Vernetzung mit AfD und dem Magazin Compact

Die zentrale Forderung der IB ist „Remigration“. Die „Umkehr der Migrationsströme“ sei schon nach dem vermeintlichen Scheitern der Integration der „Nachfahren der ‚Gastarbeiter‘“ sichtbar gewesen, schreibt Müller. Die „‚konservative‘ Politik der Grenzschließung“ würde allerdings nicht mehr genügen, um „den demografischen Krieg zu gewinnen“. Aller ausschweifende Rhetorik und poppigen Inszenierungen zum Trotz offenbart sich eine völkische Blut- und Boden-Ideologie. So meint Müller, dass ein hier geborener Mensch mit nichtdeutschen Eltern kein Deutscher sein könne.

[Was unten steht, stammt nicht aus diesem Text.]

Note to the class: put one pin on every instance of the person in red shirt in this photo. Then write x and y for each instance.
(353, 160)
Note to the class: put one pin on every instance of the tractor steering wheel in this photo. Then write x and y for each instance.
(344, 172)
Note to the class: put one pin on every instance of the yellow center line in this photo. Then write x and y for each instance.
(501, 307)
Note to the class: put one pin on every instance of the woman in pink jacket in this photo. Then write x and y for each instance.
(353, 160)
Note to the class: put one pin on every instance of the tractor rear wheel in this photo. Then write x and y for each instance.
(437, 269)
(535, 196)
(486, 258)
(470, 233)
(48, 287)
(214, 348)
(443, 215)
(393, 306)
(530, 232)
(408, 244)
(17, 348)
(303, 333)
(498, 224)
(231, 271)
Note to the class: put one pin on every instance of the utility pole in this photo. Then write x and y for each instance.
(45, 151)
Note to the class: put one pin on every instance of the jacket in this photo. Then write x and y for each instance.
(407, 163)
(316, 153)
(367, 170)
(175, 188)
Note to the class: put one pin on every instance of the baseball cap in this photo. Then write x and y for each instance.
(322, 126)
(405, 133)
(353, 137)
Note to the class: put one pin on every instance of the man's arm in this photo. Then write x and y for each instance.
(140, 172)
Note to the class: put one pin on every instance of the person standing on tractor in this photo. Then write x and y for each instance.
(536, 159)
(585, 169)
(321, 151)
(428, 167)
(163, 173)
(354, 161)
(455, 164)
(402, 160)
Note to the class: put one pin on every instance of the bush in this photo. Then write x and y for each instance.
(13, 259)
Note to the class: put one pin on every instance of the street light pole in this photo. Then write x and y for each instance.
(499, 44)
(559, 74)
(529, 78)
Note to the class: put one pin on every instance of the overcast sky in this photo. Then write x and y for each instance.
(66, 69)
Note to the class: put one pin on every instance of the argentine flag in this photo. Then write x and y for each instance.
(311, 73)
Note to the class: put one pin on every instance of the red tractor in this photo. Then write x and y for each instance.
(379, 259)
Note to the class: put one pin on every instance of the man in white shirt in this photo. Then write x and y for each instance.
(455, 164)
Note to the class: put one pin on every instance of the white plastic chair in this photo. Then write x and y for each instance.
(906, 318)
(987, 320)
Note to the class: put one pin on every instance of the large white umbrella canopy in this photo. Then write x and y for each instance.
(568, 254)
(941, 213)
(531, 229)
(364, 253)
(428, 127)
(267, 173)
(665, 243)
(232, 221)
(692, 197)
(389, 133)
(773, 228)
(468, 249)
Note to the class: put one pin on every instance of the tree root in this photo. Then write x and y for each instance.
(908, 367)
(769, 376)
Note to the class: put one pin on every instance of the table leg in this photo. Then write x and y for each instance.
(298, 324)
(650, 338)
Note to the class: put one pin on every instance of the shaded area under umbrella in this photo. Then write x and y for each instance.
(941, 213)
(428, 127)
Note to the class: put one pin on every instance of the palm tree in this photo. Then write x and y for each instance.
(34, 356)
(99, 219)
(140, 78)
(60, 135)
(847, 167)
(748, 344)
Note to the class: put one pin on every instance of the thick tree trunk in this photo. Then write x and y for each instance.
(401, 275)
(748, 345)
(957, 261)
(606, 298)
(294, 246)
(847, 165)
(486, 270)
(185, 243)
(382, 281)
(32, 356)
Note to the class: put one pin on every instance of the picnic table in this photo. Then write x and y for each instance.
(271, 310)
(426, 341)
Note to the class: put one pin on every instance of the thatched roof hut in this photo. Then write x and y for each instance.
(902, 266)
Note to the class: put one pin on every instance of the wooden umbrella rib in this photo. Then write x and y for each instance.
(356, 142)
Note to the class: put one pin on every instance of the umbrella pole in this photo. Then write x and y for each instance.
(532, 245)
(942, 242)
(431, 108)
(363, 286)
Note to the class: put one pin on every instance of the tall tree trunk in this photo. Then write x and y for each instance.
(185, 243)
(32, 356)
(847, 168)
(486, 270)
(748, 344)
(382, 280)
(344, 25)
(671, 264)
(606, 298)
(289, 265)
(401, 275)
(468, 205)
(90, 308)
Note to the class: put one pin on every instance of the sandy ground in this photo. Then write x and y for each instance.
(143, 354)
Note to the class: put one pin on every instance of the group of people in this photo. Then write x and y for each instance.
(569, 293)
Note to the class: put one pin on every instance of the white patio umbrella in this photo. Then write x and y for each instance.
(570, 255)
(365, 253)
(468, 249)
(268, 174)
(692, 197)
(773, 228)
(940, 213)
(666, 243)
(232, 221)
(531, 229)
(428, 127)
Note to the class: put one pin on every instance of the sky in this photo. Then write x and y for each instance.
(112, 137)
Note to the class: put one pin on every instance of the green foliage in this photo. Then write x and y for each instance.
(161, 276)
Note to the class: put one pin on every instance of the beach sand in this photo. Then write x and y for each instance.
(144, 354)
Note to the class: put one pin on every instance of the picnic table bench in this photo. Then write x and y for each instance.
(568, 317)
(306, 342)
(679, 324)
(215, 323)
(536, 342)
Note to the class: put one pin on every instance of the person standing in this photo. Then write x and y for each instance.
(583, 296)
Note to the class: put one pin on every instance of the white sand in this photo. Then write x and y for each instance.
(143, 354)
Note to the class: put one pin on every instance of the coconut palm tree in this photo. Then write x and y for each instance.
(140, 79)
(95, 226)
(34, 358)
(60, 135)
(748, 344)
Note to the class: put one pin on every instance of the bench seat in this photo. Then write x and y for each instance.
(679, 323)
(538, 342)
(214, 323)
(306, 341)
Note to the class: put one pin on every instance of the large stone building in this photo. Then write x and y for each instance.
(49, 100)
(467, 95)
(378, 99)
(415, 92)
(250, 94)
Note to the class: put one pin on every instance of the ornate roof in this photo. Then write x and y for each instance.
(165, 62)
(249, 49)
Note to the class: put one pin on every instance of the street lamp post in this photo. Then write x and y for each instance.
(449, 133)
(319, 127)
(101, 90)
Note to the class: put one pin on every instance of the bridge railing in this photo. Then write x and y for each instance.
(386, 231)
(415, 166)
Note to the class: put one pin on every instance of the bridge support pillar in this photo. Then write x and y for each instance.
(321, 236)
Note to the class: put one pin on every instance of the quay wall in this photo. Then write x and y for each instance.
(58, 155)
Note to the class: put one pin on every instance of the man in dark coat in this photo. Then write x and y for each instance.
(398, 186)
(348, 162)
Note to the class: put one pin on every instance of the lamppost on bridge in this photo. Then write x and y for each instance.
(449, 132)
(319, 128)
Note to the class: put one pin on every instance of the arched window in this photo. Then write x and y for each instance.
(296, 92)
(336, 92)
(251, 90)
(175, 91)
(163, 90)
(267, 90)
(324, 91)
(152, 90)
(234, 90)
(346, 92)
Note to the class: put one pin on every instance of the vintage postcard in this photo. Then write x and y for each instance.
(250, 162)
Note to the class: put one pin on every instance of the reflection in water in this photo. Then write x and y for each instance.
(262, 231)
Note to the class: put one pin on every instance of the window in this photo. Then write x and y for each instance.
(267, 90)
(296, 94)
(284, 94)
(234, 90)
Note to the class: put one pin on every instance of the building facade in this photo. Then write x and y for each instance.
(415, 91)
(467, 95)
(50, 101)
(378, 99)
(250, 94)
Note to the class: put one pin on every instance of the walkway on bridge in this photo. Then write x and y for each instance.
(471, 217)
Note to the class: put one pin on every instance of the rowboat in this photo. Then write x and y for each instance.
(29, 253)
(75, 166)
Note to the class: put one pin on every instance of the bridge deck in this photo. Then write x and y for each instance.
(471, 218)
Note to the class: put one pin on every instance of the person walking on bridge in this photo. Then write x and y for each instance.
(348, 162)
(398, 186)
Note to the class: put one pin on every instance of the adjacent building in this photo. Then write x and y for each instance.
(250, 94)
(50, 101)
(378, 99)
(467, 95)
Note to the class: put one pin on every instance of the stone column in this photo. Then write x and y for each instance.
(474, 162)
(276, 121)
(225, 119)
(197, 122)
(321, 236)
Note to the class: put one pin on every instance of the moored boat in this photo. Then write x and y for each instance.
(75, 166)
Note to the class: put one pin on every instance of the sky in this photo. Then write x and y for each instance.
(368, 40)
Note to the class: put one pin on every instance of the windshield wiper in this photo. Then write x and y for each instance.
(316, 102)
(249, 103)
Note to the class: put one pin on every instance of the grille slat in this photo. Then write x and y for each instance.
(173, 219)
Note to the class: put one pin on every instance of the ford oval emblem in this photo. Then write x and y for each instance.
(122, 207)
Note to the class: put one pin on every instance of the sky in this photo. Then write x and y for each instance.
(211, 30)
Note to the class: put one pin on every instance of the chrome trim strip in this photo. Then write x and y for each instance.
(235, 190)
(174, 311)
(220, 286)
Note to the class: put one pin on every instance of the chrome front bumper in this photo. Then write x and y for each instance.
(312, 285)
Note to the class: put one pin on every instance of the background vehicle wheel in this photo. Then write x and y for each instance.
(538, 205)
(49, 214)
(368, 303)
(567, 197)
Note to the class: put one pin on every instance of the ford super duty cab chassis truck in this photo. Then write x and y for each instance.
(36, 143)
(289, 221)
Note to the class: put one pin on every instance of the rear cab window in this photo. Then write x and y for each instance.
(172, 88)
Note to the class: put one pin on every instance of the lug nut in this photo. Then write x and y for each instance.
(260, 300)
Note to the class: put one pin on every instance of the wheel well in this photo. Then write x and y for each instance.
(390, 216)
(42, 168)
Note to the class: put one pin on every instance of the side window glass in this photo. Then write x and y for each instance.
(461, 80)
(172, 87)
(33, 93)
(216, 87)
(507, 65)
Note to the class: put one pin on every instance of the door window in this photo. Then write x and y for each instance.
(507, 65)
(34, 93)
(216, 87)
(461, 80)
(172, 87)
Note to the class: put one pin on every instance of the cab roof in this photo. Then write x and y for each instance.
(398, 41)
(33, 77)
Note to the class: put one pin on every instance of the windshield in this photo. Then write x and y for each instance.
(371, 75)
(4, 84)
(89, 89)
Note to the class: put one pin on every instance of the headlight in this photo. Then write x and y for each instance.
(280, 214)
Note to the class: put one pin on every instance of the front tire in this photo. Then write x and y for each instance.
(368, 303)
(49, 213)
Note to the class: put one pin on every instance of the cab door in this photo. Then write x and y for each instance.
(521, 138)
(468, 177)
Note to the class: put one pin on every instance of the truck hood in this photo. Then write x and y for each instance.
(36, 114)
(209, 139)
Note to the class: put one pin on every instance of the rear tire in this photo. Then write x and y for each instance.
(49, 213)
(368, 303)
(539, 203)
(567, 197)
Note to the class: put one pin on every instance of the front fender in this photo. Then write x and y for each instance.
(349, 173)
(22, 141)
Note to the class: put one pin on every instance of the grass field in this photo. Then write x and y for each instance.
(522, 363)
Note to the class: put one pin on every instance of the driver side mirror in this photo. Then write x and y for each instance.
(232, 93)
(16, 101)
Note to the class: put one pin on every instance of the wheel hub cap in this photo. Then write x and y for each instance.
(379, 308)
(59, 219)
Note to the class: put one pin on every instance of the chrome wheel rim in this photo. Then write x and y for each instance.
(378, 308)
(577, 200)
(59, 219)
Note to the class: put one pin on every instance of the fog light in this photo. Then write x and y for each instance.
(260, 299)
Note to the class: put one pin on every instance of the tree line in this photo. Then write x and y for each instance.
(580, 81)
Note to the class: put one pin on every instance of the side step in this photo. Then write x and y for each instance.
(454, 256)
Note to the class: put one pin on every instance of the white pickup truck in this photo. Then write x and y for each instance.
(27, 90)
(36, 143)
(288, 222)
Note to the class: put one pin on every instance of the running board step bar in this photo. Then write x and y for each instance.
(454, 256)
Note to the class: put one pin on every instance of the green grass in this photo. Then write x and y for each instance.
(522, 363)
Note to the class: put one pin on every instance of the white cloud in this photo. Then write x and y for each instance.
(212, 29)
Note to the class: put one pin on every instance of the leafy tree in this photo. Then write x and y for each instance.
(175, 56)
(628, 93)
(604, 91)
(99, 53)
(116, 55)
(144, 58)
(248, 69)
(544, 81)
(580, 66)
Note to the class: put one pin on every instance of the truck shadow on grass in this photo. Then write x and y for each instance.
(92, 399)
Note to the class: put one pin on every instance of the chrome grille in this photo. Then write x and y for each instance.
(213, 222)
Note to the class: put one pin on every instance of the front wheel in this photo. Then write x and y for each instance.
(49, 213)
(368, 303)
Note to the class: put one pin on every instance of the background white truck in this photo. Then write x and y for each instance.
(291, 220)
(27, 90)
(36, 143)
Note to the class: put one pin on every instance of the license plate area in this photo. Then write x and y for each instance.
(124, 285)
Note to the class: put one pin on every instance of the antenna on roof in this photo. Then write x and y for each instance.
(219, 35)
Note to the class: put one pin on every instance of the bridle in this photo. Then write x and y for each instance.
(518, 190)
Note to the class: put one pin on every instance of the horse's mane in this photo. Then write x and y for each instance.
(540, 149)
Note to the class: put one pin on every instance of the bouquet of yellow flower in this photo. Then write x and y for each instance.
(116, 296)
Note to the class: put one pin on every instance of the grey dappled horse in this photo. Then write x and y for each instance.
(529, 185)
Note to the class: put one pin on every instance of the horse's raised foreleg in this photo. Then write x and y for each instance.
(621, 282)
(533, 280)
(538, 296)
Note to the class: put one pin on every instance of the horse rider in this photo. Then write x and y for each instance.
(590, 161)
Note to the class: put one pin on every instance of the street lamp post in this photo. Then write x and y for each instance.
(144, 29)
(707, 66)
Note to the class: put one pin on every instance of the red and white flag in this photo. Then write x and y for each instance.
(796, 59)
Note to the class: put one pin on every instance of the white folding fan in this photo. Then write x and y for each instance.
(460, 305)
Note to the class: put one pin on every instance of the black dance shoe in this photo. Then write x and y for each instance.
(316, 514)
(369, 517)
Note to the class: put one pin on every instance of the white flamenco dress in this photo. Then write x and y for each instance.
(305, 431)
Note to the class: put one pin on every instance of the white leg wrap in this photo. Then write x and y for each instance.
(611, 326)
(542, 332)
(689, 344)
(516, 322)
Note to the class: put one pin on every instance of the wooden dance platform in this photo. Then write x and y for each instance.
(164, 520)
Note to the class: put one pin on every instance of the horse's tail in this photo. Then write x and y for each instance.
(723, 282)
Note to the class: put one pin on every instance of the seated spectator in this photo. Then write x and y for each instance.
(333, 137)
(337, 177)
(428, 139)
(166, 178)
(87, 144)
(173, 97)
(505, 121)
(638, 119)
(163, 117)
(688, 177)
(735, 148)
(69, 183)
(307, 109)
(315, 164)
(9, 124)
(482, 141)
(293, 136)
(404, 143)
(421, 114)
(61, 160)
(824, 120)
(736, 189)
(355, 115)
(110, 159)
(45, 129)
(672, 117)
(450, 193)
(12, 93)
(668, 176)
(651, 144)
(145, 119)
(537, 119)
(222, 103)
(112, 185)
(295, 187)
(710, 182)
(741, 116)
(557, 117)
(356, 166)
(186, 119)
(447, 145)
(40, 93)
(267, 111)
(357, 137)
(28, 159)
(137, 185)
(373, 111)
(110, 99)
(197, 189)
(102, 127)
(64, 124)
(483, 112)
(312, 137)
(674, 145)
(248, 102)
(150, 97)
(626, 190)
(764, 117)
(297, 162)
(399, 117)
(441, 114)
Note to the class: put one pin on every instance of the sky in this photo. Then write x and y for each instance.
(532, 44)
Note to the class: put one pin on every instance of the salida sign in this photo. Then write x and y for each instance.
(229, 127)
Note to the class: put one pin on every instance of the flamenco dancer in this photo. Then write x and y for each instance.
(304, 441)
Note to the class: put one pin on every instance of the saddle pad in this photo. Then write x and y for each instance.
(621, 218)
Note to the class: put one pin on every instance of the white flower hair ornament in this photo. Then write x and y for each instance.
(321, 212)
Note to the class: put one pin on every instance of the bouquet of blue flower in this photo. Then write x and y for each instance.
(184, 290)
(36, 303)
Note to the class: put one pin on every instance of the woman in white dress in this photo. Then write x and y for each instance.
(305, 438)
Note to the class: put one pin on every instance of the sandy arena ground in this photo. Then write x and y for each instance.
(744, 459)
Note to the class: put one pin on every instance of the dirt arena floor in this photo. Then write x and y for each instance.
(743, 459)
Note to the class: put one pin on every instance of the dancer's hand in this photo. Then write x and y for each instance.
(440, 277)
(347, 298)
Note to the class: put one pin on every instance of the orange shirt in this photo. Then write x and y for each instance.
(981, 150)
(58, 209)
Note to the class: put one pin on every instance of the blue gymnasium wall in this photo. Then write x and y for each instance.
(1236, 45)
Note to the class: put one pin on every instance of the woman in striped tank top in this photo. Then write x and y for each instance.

In dem weit rechten Geflecht zwischen AfD über das „Institut für Staatspolitik“ bis zum Magazin Compact ist die IB die Pressure-Group, die Aktionen moderner Protestkulturen adaptiert. Unterstützt werden sie von dem Kampagnenprojekt Ein Prozent für unser Land. Von hier kommt Geld für die Konfrontation: Beim Hamburger Frühjahrsmarathon im April entrollten sie große Transparente: „Ihr sprecht von Europa doch vergesst seine Völker“. Die PR-Effekt gelang nur über die eigenen Onlinekanäle. Die Medien wurden nicht zu ihrem PR-Motor.